The Federal Highway Administration's (FHWA's) Office of Planning, Environment, and Realty's research program supports projects with the goal of strengthening transportation planning and environmental decisionmaking. This page features recent research projects and activities that FHWA conducted to achieve this goal. Links to previous research highlights can be found at the bottom of the page. Updated: 5/2/2013
- Environmental Justice Case Studies was released in March 2013.The Transportation and Environmental Justice Case Studies booklet, was developed to draw attention to effective practices on how to better promote environmental justice principles. The case studies profile how various transportation agencies have integrated environmental justice considerations in their activities to improve transportation decision making. Two pdf files are also provided as a download that can be used for presentation purposes. HEP Staff Contact: Sharlene Reed, (202)366-9629.
- The Stochastic Empirical Loading and Dilution Model (SELDM) completed in March 2013, replaces the FHWA runoff-quality model (Driscoll) published in 1990. SELDM was developed by USDOT Federal Highway Administration (FHWA) in coordination with U.S. Geological Survey (USGS) The model uses information and data about a highway site, water quality of upstream receiving waters, precipitation events, storm-flow, and the performance of mitigation measures, to produce a stochastic population of runoff-quality variables. It is designed to help determine pollutant loading levels for planning or NEPA level studies. This robust model was tested by FHWA, many state DOTs, USEPA, academia, and several other regulatory agencies, and is acceptable to DOTs, regulators, and resource-management agencies. For more information about the pending training sessions HEP Staff Contact: Susan C. Jones, FHWA, (202) 493-2139 or Gregory E. Granato, U.S. Geological Survey, (508) 490-5055.
- Evaluation of Methodologies for Visual Impact Assessments was completed in February 2013. The research report identifies a set of best practices that "provide an administratively practical and scientifically defensible, professionally useful approach" for conducting visual impact assessments. Despite issuance of 1981 guidelines by FHWA, visual impact assessments have been inconsistent across state DOTs, prompting a call for a more standard approach. According to the study conducted under the National Cooperative Highway Research Program, Project 25-33, "all [visual impact assessment] methodologies currently being used by transportation agencies could be improved by incorporating one or more of the best practices," noting that no agencies are currently using all of the recommended practices.

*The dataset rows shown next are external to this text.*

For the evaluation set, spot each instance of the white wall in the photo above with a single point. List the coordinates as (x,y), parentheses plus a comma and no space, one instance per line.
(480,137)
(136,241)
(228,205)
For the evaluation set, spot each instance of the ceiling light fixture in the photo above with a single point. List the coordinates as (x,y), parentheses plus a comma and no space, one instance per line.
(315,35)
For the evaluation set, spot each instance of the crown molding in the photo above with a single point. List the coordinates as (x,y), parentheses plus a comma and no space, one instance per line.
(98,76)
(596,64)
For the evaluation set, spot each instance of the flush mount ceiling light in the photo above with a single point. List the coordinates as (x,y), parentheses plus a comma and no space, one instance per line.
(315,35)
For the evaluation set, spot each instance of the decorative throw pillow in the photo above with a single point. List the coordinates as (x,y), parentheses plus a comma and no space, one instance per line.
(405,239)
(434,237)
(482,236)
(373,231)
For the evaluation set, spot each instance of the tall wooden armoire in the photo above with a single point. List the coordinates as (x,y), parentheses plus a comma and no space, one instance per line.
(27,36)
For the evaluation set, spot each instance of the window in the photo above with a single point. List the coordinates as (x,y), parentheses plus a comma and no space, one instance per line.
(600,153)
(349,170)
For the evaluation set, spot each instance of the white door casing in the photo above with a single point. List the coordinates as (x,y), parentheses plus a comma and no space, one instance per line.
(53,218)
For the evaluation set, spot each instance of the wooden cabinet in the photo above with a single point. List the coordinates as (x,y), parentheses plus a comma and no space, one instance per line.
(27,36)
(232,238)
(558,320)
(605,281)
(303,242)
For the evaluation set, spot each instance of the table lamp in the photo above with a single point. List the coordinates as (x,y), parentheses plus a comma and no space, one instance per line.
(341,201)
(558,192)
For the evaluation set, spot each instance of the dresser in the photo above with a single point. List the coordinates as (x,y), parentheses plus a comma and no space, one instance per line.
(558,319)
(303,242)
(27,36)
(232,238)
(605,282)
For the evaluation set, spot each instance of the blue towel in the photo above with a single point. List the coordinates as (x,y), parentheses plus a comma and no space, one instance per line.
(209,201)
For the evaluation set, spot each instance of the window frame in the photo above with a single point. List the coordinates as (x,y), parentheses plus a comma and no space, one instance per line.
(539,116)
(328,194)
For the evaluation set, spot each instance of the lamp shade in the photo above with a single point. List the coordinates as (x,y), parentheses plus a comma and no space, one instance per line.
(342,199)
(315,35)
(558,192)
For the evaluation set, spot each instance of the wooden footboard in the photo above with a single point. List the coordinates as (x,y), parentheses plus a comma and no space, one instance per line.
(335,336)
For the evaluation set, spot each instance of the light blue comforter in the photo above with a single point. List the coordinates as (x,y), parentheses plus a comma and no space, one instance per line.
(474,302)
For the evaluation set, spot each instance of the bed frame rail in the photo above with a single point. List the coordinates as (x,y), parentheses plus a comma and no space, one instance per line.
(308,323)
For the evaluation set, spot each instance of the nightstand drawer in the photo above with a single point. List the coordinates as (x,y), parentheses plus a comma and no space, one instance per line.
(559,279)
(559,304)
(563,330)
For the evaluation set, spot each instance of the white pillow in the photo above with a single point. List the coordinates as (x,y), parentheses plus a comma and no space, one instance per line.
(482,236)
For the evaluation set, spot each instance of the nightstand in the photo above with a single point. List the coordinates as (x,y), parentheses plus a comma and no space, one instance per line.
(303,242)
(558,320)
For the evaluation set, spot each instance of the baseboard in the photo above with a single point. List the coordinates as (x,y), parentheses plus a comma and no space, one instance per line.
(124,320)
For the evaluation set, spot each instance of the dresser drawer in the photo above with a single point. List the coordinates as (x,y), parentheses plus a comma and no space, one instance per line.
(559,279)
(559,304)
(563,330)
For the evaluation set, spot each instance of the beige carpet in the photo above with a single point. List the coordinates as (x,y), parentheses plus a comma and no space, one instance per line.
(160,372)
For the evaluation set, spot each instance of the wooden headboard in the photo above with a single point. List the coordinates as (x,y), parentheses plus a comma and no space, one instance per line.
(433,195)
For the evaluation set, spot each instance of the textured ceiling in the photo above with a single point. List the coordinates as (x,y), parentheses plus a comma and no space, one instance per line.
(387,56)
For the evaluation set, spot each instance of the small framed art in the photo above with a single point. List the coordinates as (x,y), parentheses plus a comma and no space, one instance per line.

HEP Staff Contact: Harold Peaks, (202)366-1598.
Real Estate Services
- Coordination with Railroads to Facilitate Acquisition of ROW was released in June 2012. The research developed approaches which will be useful to acquiring agencies as they advance right-of-way access and land acquisition programs. This includes identifying the best ways to use FHWA resources to help SDOTs and other local public agencies successfully and expeditiously achieve railroad access agreements and acquisitions consistent with the provisions of the Uniform Relocation Assistance and Real Property Acquisition Policies Act of 1970 as amended, also known as the Uniform Act (UA). HEP Staff Contact: John Turpin, (202)366-5853.
- The Visualization of Right-of-Way (ROW) Acquisition report, completed in June 2012, analyzed the reasons why visualization use during ROW acquisition is not common, despite its potential benefits, and explores how select state DOTs are applying this process to their work.
- The Business Relocation Assistance Retrospective study report, released in the summer of 2012, analyzes actual costs businesses incur as a result of having to relocate for a public transportation project.
- The Infrastructure Voluntary Evaluation Sustainability Tool (INVEST) Version 1.0 was released in October 2012 to assist State, regional, and local transportation agencies in evaluating the sustainability of their transportation plans, projects, and programs.
- Going the Distance Together - Context Sensitive Solutions (CSS) for Better Transportation, published in April 2012, is a guide designed to help practitioners find common ground with citizens by listening to them and understanding how transportation affects their quality of life.
- Eco-Logical Successes, a report released in September 2012, highlights signatory agencies' strategic environmental programs, projects, and efforts that share the vision set forth in Eco-Logical. The ecosystem-scale approach to prioritizing, developing, and delivering infrastructure projects which are more sensitive to terrestrial and aquatic habitats.